Gestione illecita dei rifiuti: perquisita la Chimet, l’azienda: “tutto in regola”. L’indagine della Dda di Firenze


La Dda (Direzione distrettuale antimafia) di Firenze contesta all’azienda una gestione illecita di rifiuti. Secondo l’accusa si tratterebbe di rifiuti pericolosi che necessiterebbero di una procedura ad hoc. La replica dell’azienda, “sempre attribuito il codice corretto ai rfiuti”.

Perquisizioni in otto aziende dedite alla gestione di rifiuti pericolosi e non e in un laboratorio di analisi. Ispezioni, poi, in tre imprese di gestione speciale per verificare il ciclo produttivo. Lo ha spiegato in una nota la Direzione distrettuale antimafia di Firenze, diffusa – si spiega – a seguito del comunicato diramato il 30 maggio dalla Chimet. C’è anche il gigante di Badia al Pino, specializzato nel recupero di scarti di metalli preziosi, tra le realtà perquisite dai carabinieri del Noe (nucleo operativo ecologico) di Firenze. Sono quattro i vertici della prima azienda per fatturato in Toscana sotto indagine. Secondo l’accusa, sostenuta dal Pm Giulio Monferini, quei materiali sarebbero pericolosi, dunque da smaltire secondo altre, adeguate, procedure.

Tesi rigettata dall’azienda che sostiene che questi non siano pericolosi. “Si è trattato dell’ennesima verifica riguardante il codice attribuito al rifiuto risultante all’esito del processo di recupero dei metalli preziosi”, spiega Chimet in un comunicato. “Nello specifico, il controllo si è incentrato sul conferimento di tale rifiuto, ai fini del suo recupero, a un impianto del Viterbese che si è protratto, sotto il costante controllo di Arpa Toscana e Lazio, Regione Toscana e Regione Lazio, dal 2012 al 2021. L’azienda è fermamente convinta di aver sempre attribuito un corretto codice al rifiuto, in ciò confortata dai sistematici e approfonditi controlli cui è sempre stata sottoposta”.
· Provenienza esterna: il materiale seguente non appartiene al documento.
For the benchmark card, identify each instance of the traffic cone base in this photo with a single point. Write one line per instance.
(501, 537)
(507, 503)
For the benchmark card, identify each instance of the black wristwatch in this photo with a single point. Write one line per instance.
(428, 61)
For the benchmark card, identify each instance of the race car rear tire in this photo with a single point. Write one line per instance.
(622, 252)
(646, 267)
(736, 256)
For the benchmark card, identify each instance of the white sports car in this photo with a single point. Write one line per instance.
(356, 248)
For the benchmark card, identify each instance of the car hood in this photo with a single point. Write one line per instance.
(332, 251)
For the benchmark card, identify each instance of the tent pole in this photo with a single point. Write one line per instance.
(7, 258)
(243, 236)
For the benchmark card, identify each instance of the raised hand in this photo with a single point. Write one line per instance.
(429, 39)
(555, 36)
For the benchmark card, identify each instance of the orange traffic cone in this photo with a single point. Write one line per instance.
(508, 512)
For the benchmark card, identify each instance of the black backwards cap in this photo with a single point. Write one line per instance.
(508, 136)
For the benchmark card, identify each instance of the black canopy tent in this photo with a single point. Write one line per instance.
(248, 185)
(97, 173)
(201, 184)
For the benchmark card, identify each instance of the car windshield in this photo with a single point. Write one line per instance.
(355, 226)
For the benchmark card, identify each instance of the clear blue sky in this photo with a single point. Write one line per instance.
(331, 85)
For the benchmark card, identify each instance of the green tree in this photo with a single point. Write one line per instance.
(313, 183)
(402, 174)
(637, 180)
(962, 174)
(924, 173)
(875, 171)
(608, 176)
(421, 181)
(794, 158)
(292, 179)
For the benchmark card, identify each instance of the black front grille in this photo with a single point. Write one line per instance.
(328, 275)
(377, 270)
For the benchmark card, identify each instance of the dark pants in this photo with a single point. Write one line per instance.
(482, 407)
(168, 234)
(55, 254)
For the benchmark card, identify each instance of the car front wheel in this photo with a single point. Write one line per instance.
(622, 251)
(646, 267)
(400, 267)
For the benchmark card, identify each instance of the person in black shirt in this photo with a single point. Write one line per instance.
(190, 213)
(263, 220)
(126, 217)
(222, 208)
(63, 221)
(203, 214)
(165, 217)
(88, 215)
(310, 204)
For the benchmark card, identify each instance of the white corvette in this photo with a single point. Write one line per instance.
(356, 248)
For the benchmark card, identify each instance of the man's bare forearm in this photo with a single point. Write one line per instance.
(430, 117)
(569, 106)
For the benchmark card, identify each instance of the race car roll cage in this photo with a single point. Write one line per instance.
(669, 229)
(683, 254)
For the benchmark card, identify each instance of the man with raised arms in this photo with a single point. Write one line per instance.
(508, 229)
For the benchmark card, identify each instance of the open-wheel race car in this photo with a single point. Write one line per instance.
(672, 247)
L’inchiesta è partita dalle indagini sul Keu, che già aveva visto l’azienda di Civitella insieme alla Tca, sotto accusa per “traffico illecito” Stavolta si tratterebbe invece di un fascicolo a parte. La Procura ipotizza un illecito traffico di ingenti quantitativi di rifiuti speciali pericolosi: circa 84 mila tonnellate avviate al recupero e 12mila avviate allo smaltimento. Tra il maggio del 2012 e il maggio del 2023 quegli scarti sarebbero stati declassificati in rifiuti non pericolosi e così sarebbero stati avviati al recupero, fino al novembre 2021, in impianti “compiacenti” anche grazie alla predisposizione di documentazione ad hoc. E’ questa la tesi della Procura secondo cui le imprese compiacenti recuperavano gli scarti in maniera fittizia “facendo perdere lo status di rifiuto e la conseguente tracciabilità, mediante la produzione di aggregati riciclati non legati, commercializzati come materie prime e secondarie ad aziende,allo stato terze non indagate attive nel settore dell’edilizia”.

Un affare di almeno 21 milioni di euro, sempre secondo la Procura, derivante dal “risparmio economico ottenuto avviando il rifiuto di recupero con codice Eer non corretto, con enormi guadagni, ipotizzati in circa 5,7 milioni, anche per la filiera successiva, che grazie a tale escamotage si è garantita la ricezione di quei rifiuti, che avrebbero diversamente dovuto essere avviati ad impianti autorizzati”.